GHSA-pwjx-qhcg-rvj4

There is a certificate revocation enforcement bug in rustls-webpki CRL processing. when both the certificate CRL distribution point and the CRL issuing distribution point contain multiple URI names, IssuingDistributionPoint::authoritative_for() reuses one-shot DER iterators across nested comparisons.

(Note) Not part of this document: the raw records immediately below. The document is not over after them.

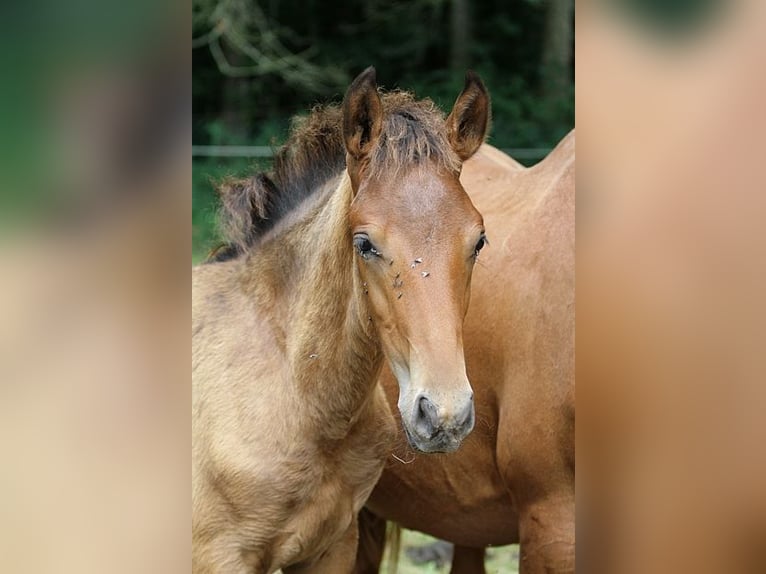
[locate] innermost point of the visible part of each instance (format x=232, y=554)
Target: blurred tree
x=557, y=47
x=242, y=28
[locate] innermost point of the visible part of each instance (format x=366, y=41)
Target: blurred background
x=258, y=63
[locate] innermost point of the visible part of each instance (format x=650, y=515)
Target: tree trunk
x=460, y=35
x=556, y=60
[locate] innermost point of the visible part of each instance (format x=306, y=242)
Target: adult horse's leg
x=539, y=472
x=547, y=542
x=339, y=558
x=372, y=543
x=467, y=560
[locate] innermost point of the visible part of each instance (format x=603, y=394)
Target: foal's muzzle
x=435, y=429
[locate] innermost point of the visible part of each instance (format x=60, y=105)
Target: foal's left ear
x=362, y=115
x=468, y=122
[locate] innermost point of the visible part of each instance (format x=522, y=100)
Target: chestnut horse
x=360, y=245
x=513, y=479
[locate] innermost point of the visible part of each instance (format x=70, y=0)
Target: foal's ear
x=362, y=115
x=468, y=122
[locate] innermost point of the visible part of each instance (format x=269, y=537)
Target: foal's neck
x=334, y=353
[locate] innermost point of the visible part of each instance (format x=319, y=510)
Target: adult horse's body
x=359, y=246
x=513, y=478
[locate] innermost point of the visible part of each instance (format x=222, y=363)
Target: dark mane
x=413, y=131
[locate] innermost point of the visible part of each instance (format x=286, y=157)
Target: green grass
x=499, y=560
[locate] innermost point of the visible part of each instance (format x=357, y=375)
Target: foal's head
x=417, y=236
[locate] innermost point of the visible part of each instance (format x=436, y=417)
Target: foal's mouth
x=440, y=442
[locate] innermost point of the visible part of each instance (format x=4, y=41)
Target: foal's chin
x=441, y=442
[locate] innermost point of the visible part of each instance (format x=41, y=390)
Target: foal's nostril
x=427, y=420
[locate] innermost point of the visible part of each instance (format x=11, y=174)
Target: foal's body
x=290, y=327
x=261, y=465
x=513, y=478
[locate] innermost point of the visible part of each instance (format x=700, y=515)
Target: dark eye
x=480, y=245
x=364, y=246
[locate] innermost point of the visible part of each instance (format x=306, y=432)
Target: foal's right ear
x=362, y=115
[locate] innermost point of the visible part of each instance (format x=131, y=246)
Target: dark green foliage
x=410, y=42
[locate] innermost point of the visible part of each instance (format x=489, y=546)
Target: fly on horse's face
x=417, y=236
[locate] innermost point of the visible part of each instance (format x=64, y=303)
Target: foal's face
x=417, y=236
x=417, y=240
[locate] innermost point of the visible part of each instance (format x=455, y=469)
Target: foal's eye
x=364, y=246
x=480, y=245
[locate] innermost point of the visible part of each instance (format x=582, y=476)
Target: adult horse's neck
x=333, y=351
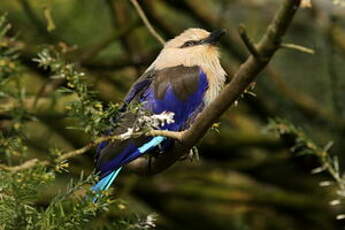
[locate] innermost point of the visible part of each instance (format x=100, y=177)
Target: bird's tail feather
x=106, y=182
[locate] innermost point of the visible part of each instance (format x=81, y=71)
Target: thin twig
x=298, y=48
x=26, y=165
x=174, y=135
x=146, y=21
x=247, y=41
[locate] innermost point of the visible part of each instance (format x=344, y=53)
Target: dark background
x=246, y=178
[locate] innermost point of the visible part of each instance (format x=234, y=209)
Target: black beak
x=214, y=37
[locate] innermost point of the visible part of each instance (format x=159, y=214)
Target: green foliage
x=93, y=118
x=301, y=144
x=23, y=183
x=8, y=52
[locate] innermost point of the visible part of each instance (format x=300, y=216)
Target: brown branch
x=298, y=48
x=174, y=135
x=146, y=21
x=246, y=74
x=247, y=41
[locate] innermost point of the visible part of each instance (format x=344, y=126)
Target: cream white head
x=195, y=47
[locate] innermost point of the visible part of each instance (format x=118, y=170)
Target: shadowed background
x=246, y=178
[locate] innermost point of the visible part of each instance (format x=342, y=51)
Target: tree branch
x=246, y=74
x=247, y=41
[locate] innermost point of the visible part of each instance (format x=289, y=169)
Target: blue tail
x=106, y=182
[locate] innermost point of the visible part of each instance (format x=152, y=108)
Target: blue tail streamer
x=106, y=182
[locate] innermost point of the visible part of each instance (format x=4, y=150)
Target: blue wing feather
x=183, y=111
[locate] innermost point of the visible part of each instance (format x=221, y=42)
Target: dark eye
x=189, y=44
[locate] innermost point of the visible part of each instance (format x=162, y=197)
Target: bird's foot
x=192, y=155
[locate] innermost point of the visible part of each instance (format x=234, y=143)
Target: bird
x=184, y=79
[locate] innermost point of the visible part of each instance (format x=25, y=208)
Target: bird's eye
x=189, y=44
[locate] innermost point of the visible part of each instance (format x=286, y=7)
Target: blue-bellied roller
x=184, y=78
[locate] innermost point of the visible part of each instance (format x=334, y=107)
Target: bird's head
x=192, y=47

If the only matching URI pair appears later in both sequences, the implementation misses the match, treats the CRL as non-authoritative, and under UnknownStatusPolicy::Allow accepts a revoked certificate.

affected versions

revocation support shipped in 0.104.0-alpha.4, and the same iterator-reuse logic is still present at commit e4590782afc1207c3e46ba1249e7c3fb9da95198 on 2026-03-20. i did not identify an upstream fix as of that date.

affected component

• component: CRL authority matching for certificate DP vs CRL IDP names
• repo pin: https://github.com/rustls/webpki @ e4590782afc1207c3e46ba1249e7c3fb9da95198
• callsite: src/crl/types.rs:626, src/crl/types.rs:649, src/crl/types.rs:664
• pinned source: https://github.com/rustls/webpki/blob/e4590782afc1207c3e46ba1249e7c3fb9da95198/src/crl/types.rs#L626-L678

technical details

RFC 5280 section 5.2.5 and section 6.3.3(b)(2)(i) require the verifier to check whether one of the names in the IDP matches one of the names in the certificate DP. the current implementation contradicts that requirement in the later-match case because iterator state, not the actual set of URI names, determines whether later names are considered.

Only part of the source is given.